ERI is a geophysical technique for imaging sub-surface structures from electrical resistivity measurements made at the surface by a linear arrangement of multiple electrodes set into shallow ground surface soil.
EWI’s four-part ERI profile was conducted by Dr. Kevin Mickus, Distinguished Professor of Geology at Missouri State University (MSU), using an ARES resistivity and IP imaging system. Max Hoffman, environmental scientist at EWI and on-site project manager, asked Mickus, his former professor at MSU, if he could conduct the profiles after Hoffman’s team was unable to locate the free-product.
The project started as an emergency response in December 2018, and has progressed into an environmental investigation. Then, in the midst of the April 2019 deluge of rain endured by the Ozarks, a sinkhole opened up on the property feet from the point of product release.
Hoffman and the EWI drilling team immediately put a bedrock monitoring well in the sinkhole thinking it was by far the most logical place for the product to settle, but groundwater analytical results from the sampled well came back clean and below detection limits regarding chemicals of concern (COCs) .
“I thought that was going to be a smoking gun,” said Hoffman. “I thought we would pull up gallons of product, but it wasn’t meant to be.”
So, with the product still not located, but soil borings confirming contamination in the on-site soil, Hoffman constructed a work plan based on a site conceptual model and the geologic information gained from logged soil borings.

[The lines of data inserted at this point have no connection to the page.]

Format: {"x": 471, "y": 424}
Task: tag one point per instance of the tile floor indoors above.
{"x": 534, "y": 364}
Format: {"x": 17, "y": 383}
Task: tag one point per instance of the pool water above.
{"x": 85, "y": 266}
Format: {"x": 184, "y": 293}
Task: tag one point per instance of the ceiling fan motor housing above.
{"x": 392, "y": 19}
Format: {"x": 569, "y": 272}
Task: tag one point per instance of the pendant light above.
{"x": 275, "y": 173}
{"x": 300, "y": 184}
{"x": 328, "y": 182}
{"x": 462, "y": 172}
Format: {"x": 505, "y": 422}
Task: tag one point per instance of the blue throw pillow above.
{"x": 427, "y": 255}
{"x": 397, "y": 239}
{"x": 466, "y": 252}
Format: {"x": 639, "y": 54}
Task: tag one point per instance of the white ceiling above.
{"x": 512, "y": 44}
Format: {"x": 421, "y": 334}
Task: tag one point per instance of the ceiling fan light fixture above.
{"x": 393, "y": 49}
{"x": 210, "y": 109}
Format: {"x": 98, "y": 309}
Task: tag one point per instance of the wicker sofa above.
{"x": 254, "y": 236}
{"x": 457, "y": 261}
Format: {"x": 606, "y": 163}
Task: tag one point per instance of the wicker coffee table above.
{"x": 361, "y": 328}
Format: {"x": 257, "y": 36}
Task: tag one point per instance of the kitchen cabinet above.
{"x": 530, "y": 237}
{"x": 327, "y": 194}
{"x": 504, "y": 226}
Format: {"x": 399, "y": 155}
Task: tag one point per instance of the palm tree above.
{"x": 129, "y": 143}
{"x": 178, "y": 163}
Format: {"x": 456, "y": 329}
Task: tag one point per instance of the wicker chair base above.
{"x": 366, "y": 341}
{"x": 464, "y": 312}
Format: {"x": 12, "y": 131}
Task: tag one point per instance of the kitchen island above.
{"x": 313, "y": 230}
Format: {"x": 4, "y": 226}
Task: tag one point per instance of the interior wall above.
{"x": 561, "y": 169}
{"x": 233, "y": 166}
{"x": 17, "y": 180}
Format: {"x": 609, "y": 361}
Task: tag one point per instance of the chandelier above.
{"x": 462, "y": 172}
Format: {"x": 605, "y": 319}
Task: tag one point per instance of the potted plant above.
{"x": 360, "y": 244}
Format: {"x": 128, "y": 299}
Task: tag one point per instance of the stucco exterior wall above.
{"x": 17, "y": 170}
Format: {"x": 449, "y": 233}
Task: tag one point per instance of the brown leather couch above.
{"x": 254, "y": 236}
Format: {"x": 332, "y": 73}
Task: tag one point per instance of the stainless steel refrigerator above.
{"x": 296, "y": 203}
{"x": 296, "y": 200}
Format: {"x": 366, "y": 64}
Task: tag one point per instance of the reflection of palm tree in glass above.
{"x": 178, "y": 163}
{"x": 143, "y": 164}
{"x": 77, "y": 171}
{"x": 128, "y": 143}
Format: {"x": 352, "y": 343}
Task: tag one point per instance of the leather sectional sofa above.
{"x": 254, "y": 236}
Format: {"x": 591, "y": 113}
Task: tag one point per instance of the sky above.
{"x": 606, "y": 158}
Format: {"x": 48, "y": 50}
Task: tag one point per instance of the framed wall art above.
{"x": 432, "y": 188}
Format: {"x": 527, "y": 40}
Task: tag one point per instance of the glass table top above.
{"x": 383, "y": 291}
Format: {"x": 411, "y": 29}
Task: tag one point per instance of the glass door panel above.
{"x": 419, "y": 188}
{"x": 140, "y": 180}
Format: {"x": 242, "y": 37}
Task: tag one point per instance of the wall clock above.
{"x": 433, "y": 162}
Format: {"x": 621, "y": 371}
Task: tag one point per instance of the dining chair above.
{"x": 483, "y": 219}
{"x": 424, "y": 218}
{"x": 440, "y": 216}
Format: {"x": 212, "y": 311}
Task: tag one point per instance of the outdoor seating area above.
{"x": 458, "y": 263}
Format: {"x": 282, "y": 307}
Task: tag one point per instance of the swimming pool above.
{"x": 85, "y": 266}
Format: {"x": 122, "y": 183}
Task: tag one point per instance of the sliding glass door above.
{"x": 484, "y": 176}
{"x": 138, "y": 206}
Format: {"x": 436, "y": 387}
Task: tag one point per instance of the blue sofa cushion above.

With one sinkhole already located and with the understanding that there could be many more fractures, sinkholes and cave systems on site, Hoffman enlisted Mickus. Hoffman, who has a bachelor’s in geology, and a master’s in geospatial sciences from MSU, conducted his field research in Las Cruces, New Mexico, where he was assisted by Mickus.
Hoffman called the ERI study a “big step” in the project.
The Earth Imager 2D models produced by the four ERI profiles helped locate a new sinkhole west of the previously known sinkhole, said Hoffman. A well was recently installed in the second sinkhole and groundwater from the well will be sampled in the near future.
“The models were very accurate in determining top of bedrock and the elevation of the sink,” said Hoffman.
Mickus and Hoffman produced the profile models by placing a number of electrode stakes in the ground a meter apart from each other in a straight line. The stakes were connected by cables, with eight stakes to a cable, all running back to a receiver. The stakes put current in the ground, and voltage was measured between them to determine the thickness of the soil and the location of potential fractures and sinkholes within the bedrock.
“The electrodes measure Earth resistance, and the resistance is depending on the material underground,” said Mickus. “Bedrock is highly resistant, while soil is less resistant. So you can go along and have high resistance, low resistance, high resistance.”
Mickus brought along enough stakes to go 72 meters long on the profiles, but was limited by on-site space. Still, Hoffman and Mickus had enough stakes to profile almost the whole back side of the service station property.
Each profile took between 30 and 45 minutes to measure, with the ARES system running through a car battery.
“It has been a couple of years since I’ve done a resistivity test,” said Mickus, adding that he was glad Hoffman asked him to join the project.
For his part, Hoffman is only focused on one thing at the site.
“Ultimately our goal is to find the product,” he said.